Informatica enhances data quality
Informatica to buy Identity Systems
Data integration software firm Informatica Corporation has announced it will acquire new identity resolution technology. Informatica will purchase Nokia subsidiary Identity Systems at a cost of approximately $85 million in cash.
Customers will have access to new capabilities in search and resolution, as well as cross-language identity matching functions, the firm said.
Ovum analyst Madan Sheina noted in a report that since the purchase of quality and profiling tools provider Similarity Systems in 2006, “Informatica is looking to load up on complementary software that will enrich and add interesting new dimensions”.
“Whereas data quality and profiling is about looking at anomalies and consistencies in data, identity resolutions is all about finding connections between data entities by analysing similar attributes to determine if they are the same entity or perhaps are related,” she explained.
Identity Systems supports more than 60 languages. Informatica argued in a report that cross-language capabilities are increasingly needed as IT systems have to accommodate businesses extending their global reach.
Most companies that hand-code IT projects dealing with identity data spend around $450 a year, said the Informatica report. “Identity Systems’ technology improves operational efficiency by automating the entire process dealing with language, nomenclature, structure, format, location, duplication, omissions and even errors,” it added.

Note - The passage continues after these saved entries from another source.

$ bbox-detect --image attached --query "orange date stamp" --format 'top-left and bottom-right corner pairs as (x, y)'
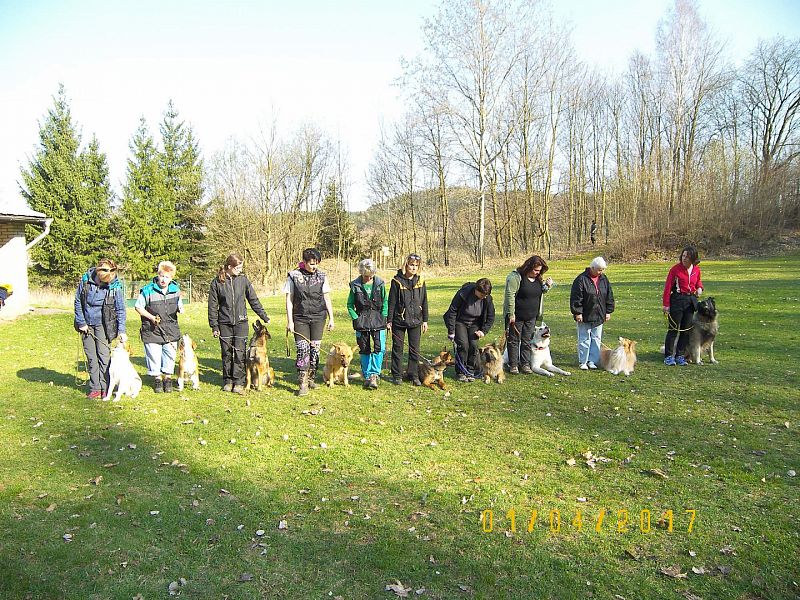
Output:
(480, 508), (697, 534)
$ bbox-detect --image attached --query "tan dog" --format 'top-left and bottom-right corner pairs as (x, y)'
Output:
(245, 320), (274, 391)
(480, 343), (505, 384)
(104, 341), (142, 402)
(600, 337), (637, 376)
(418, 349), (455, 390)
(176, 334), (200, 391)
(323, 343), (356, 387)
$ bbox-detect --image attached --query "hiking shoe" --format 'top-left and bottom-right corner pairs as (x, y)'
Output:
(411, 378), (422, 386)
(369, 375), (379, 389)
(579, 363), (589, 370)
(222, 382), (234, 392)
(391, 376), (403, 385)
(520, 365), (533, 374)
(232, 385), (245, 395)
(163, 377), (173, 393)
(153, 377), (164, 393)
(87, 390), (102, 400)
(509, 366), (520, 374)
(587, 362), (598, 369)
(457, 373), (470, 383)
(675, 355), (688, 366)
(664, 356), (676, 366)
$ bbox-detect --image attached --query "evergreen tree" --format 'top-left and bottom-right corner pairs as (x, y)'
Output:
(118, 117), (176, 279)
(159, 101), (207, 277)
(317, 180), (358, 260)
(20, 84), (113, 285)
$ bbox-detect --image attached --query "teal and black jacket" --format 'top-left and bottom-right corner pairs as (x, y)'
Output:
(74, 268), (126, 340)
(139, 279), (181, 344)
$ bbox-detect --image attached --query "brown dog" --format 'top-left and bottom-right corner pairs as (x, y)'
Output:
(245, 320), (274, 391)
(418, 349), (455, 390)
(480, 343), (505, 384)
(323, 343), (356, 387)
(177, 334), (200, 391)
(599, 337), (637, 376)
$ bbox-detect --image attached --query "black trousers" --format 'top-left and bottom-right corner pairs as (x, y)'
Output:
(454, 322), (480, 373)
(82, 324), (112, 393)
(219, 321), (249, 385)
(507, 317), (537, 368)
(390, 324), (422, 379)
(664, 293), (697, 357)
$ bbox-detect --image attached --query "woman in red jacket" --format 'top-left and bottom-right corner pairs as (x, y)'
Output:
(663, 245), (703, 366)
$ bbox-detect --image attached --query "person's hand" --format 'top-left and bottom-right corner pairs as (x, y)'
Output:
(508, 316), (516, 325)
(152, 315), (161, 325)
(604, 314), (611, 322)
(213, 329), (220, 338)
(475, 330), (485, 339)
(386, 322), (392, 330)
(544, 277), (554, 287)
(327, 319), (335, 331)
(575, 314), (583, 323)
(696, 288), (703, 297)
(286, 322), (294, 334)
(422, 322), (429, 334)
(662, 306), (670, 314)
(448, 333), (455, 341)
(78, 325), (89, 334)
(119, 332), (128, 343)
(263, 316), (271, 324)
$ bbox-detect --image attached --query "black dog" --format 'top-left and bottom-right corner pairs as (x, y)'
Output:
(688, 297), (719, 364)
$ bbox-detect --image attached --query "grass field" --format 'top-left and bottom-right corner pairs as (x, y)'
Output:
(1, 254), (798, 599)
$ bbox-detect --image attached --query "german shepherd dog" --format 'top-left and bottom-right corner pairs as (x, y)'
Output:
(245, 319), (274, 391)
(688, 297), (719, 365)
(479, 342), (505, 384)
(418, 349), (455, 390)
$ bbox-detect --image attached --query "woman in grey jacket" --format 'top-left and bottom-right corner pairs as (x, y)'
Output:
(208, 253), (270, 394)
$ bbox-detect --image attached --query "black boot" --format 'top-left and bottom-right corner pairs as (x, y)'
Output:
(307, 368), (318, 389)
(153, 376), (163, 393)
(163, 376), (173, 393)
(297, 371), (309, 397)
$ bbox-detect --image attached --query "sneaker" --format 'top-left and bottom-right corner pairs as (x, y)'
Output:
(587, 362), (598, 370)
(520, 365), (533, 374)
(153, 377), (164, 393)
(391, 376), (402, 385)
(232, 385), (245, 395)
(411, 378), (422, 386)
(675, 355), (688, 366)
(579, 363), (589, 370)
(509, 366), (520, 374)
(369, 375), (379, 389)
(87, 390), (102, 400)
(457, 373), (470, 383)
(222, 382), (233, 392)
(664, 356), (676, 366)
(163, 377), (173, 393)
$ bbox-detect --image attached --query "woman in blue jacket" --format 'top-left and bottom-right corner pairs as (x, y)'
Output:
(74, 258), (127, 399)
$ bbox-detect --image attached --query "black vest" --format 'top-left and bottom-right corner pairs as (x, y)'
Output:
(290, 269), (327, 323)
(140, 280), (181, 344)
(514, 276), (543, 322)
(351, 277), (386, 331)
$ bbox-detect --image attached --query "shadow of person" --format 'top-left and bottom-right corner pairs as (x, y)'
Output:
(17, 367), (77, 389)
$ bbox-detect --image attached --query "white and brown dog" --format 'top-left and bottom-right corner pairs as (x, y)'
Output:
(104, 341), (143, 402)
(176, 334), (200, 391)
(526, 324), (572, 377)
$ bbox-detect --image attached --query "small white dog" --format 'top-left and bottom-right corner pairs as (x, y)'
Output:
(104, 342), (142, 402)
(503, 323), (571, 377)
(176, 334), (200, 391)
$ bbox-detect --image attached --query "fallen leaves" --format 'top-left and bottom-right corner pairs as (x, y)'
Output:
(238, 573), (254, 582)
(645, 468), (668, 480)
(386, 580), (412, 597)
(660, 564), (687, 579)
(89, 475), (103, 486)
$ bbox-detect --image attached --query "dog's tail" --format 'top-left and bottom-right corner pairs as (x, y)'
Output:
(497, 330), (508, 354)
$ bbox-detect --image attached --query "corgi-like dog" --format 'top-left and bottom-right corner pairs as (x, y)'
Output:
(177, 334), (200, 391)
(600, 337), (637, 376)
(104, 342), (142, 402)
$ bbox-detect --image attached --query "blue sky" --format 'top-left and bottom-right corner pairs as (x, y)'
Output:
(1, 0), (798, 211)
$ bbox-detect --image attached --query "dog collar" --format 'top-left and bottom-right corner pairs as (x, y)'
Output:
(534, 345), (546, 351)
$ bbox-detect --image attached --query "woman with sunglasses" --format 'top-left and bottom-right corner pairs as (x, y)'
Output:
(387, 253), (429, 385)
(74, 258), (128, 399)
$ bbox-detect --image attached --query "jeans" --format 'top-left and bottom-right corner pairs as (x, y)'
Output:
(144, 341), (177, 376)
(576, 322), (603, 365)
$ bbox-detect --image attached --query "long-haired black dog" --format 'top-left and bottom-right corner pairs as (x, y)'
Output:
(688, 297), (719, 365)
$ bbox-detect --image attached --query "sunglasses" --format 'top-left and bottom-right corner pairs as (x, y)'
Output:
(408, 254), (421, 260)
(97, 267), (117, 273)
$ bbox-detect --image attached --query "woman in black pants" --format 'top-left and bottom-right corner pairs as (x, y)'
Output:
(208, 253), (271, 394)
(387, 253), (429, 385)
(443, 278), (495, 382)
(662, 245), (704, 366)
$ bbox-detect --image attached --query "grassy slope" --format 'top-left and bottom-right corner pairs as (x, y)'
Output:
(0, 254), (798, 599)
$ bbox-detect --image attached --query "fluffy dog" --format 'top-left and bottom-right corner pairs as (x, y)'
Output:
(323, 343), (356, 387)
(527, 324), (572, 377)
(688, 297), (719, 365)
(176, 334), (200, 391)
(418, 349), (455, 390)
(245, 320), (274, 391)
(104, 342), (142, 402)
(600, 337), (638, 376)
(479, 343), (505, 384)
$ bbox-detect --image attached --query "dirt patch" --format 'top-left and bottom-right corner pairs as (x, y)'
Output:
(32, 307), (72, 315)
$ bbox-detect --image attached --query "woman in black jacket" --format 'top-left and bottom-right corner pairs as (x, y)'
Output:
(569, 256), (615, 370)
(443, 278), (495, 382)
(208, 253), (271, 393)
(387, 253), (429, 386)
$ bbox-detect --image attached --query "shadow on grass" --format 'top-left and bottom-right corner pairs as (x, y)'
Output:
(17, 367), (78, 390)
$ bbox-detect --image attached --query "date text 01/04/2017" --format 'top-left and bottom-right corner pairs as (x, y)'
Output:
(479, 508), (697, 534)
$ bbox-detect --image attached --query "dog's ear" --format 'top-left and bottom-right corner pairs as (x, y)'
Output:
(264, 328), (271, 340)
(192, 339), (197, 350)
(619, 336), (623, 343)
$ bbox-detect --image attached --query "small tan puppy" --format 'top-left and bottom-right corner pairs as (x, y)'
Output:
(600, 337), (637, 376)
(323, 343), (356, 387)
(176, 334), (200, 391)
(480, 343), (505, 384)
(104, 341), (142, 402)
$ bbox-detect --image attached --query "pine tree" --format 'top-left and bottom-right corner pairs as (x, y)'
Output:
(118, 117), (177, 279)
(20, 84), (113, 285)
(318, 180), (358, 260)
(159, 101), (207, 277)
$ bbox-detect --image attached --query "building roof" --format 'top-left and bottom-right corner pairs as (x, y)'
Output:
(0, 195), (48, 223)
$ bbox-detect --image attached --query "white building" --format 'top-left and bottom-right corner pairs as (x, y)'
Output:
(0, 196), (51, 319)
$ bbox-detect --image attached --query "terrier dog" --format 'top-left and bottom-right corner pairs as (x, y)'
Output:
(418, 349), (456, 390)
(480, 343), (505, 384)
(176, 334), (200, 391)
(245, 320), (274, 391)
(600, 337), (638, 376)
(104, 341), (143, 402)
(323, 343), (356, 387)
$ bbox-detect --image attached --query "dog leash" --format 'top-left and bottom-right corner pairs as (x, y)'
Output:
(389, 328), (435, 366)
(663, 312), (694, 333)
(285, 328), (313, 357)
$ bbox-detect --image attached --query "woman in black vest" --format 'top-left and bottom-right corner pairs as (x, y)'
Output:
(387, 253), (429, 385)
(443, 278), (495, 382)
(347, 258), (388, 389)
(208, 253), (271, 394)
(284, 248), (334, 396)
(135, 260), (183, 393)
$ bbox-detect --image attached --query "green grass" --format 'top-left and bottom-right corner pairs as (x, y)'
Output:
(1, 254), (798, 599)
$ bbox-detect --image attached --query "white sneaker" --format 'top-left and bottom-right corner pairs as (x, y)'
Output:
(587, 362), (598, 369)
(579, 363), (589, 370)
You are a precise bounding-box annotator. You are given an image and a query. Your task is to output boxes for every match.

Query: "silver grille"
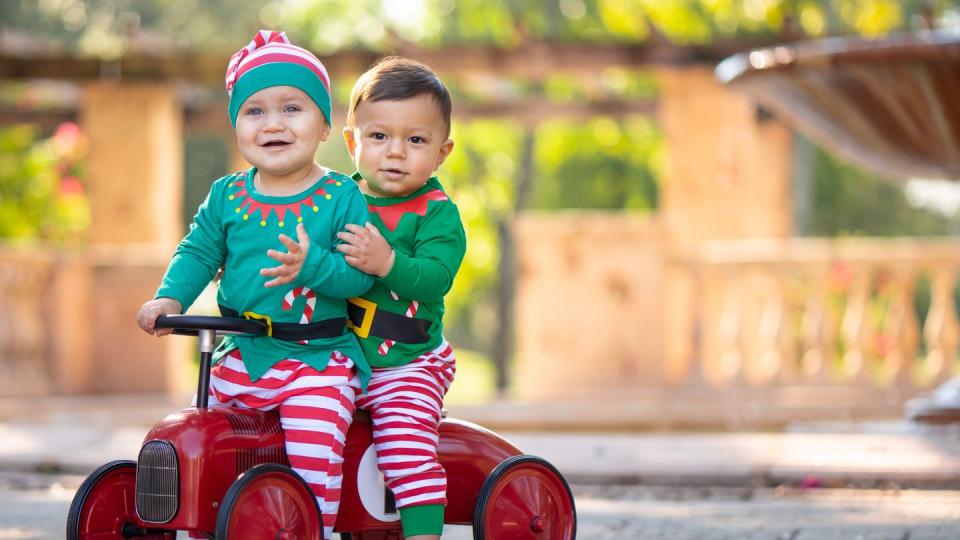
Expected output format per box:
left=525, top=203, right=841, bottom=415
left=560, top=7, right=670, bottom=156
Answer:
left=226, top=412, right=282, bottom=436
left=136, top=440, right=179, bottom=523
left=236, top=447, right=286, bottom=476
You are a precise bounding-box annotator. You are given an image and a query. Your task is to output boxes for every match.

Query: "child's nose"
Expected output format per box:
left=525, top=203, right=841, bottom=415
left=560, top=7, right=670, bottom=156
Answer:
left=263, top=111, right=284, bottom=129
left=386, top=139, right=405, bottom=158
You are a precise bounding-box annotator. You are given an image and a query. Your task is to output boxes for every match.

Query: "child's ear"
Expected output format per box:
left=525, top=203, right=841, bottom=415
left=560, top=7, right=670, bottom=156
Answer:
left=433, top=139, right=454, bottom=170
left=319, top=122, right=332, bottom=142
left=343, top=127, right=358, bottom=159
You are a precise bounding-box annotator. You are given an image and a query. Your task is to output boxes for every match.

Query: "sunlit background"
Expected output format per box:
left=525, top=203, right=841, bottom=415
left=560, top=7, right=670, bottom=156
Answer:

Ovum's Sheina expects more acquisitions considering the company’s financial results, potentially in the area of master data management.
Informatica disclosed first quarter revenues of $103.7 million, while its profit for the same period was up more than 20 per cent. It has signed repeat business with 178 customers and added 38 new clients to its list.
Informatica chairman and chief executive, Sohaib Abbasi, said he is pleased with the results considering the economic climate. “With our geographic diversification strategy, we clearly benefited from growing contribution by international regions,” he said.
“The notion of Informatica as a siloed data warehousing-centric (ETL) tools provider is a distant memory," Ovum's Sheina added. “Its suite now extends to operational data integration areas like replication, migration and synchronisation, and of course data quality.”
Further details of the acquisition have not been disclosed but the acquisition is expected to be finalised by the end of May 2008, subject to customary closing conditions.